Our international team set off for Isla de Salamanca National Park, designated both a biosphere reserve and a Ramsar wetland. This vast mangrove wetland is home to birds with delicious-sounding names like “the endemic chestnut-winged chachalaca” and “the sapphire-bellied hummingbird.” Our destination was the beaches where western sandpipers were reported to spend the winter.
We boarded an outboard-powered dugout canoe to set off through the wetland, passing simple abodes along the waterway, where families eke out a living by fishing, before veering north to emerge on the Ciénaga Grande de Santa Marta, a large coastal wetland. The extensive marshlands between the Magdalena River and the Caribbean Sea are the heart of Salamanca.
Our boat sped across the open water, past fishermen tossing nets, to arrive at a sun-soaked barrier beach overlooking the Caribbean.
I stepped out onto the beach to see a small flock of western sandpipers probing the mud for food. It was as if I had bumped into a long-lost friend. The sandpipers were busy probing the mud in a similar fashion to what I had seen a few months earlier in British Columbia. Suddenly, as I stood there, a peregrine falcon came in for the swoop, which the sandpipers spotted long before me. Up they flew as the peregrine passed by, and once again I was alerted to an approaching peregrine by their sudden flight. Wherever a sandpiper goes, fear is not far behind.
Citizen science is becoming all the rage these days. Projects such as breeding-bird atlases and wildlife monitoring have taken hold among a cadre of keen and highly skilled amateurs.

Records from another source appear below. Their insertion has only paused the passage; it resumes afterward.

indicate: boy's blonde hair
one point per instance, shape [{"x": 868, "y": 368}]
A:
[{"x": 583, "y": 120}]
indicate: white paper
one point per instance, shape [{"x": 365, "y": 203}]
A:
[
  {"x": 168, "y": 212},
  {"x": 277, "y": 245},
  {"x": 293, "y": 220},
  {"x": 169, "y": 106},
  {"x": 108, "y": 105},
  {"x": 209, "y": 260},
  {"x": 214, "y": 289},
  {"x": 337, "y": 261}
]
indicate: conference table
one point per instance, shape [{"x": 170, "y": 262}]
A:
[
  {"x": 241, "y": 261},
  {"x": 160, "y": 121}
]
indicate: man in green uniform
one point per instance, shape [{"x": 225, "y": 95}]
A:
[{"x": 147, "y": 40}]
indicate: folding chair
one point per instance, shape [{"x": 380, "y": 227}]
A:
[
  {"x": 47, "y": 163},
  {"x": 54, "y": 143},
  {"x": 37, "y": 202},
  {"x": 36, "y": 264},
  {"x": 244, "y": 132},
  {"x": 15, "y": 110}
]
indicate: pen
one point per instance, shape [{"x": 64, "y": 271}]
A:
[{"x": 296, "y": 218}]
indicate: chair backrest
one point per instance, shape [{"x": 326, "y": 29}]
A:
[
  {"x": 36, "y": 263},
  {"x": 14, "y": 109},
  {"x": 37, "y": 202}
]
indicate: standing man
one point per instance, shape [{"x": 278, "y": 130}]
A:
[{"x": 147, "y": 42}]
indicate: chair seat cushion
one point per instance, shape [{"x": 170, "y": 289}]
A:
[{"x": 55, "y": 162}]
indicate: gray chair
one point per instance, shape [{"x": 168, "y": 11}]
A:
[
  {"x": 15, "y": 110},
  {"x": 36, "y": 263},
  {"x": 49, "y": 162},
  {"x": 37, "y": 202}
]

Armed with new electronic devices to record and compile data, good-quality binoculars and telescopes, a plethora of excellent field guides, and the enthusiasm of people who want to make a contribution when they travel, a new opportunity has arisen for scientists to gather data on a scale they could only have dreamt about in the past: having local people and travellers to an area gather and collect data, effectively acting as field scientists.
Our shorebird investigation—dubbed the Migratory Shorebird Project—is a collaboration between wildlife and conservation organizations in Canada, the U.S., and Central and northern South America. An agreed-upon protocol has been established on how to census birds and how to enter the data into a data portal at the PRBO (Point Reyes Bird Observatory, a leading non-profit bird ecology and conservation research organization). Graduate students will be exploring the data to answer specific possible causes for changes in the number of western sandpipers, such as the role of falcons, rising sea levels and habitat changes. The results are intended to provide guidance on what we can do to ensure our activities do not unduly impact shorebirds on their ancient journeys.
The opportunity to participate in citizen science projects such as this is a signal of an emerging trend in field research. Scientists are beginning to recognize the skills and abilities of some amateurs—some often surpass their own. With the right project and proper training, an army of keen observers can tackle projects that span provinces or states—and in our case, the western hemisphere. These citizen science projects are also making science more open to the amateur, who might not fully understand the design and analysis but can add to the interpretation of results.
We are witnessing a return of the amateur to field studies that was once commonplace in the 19th century. Honing identification skills adds to travel, and soon, carrying a data recorder might be as commonplace as a pair of binoculars.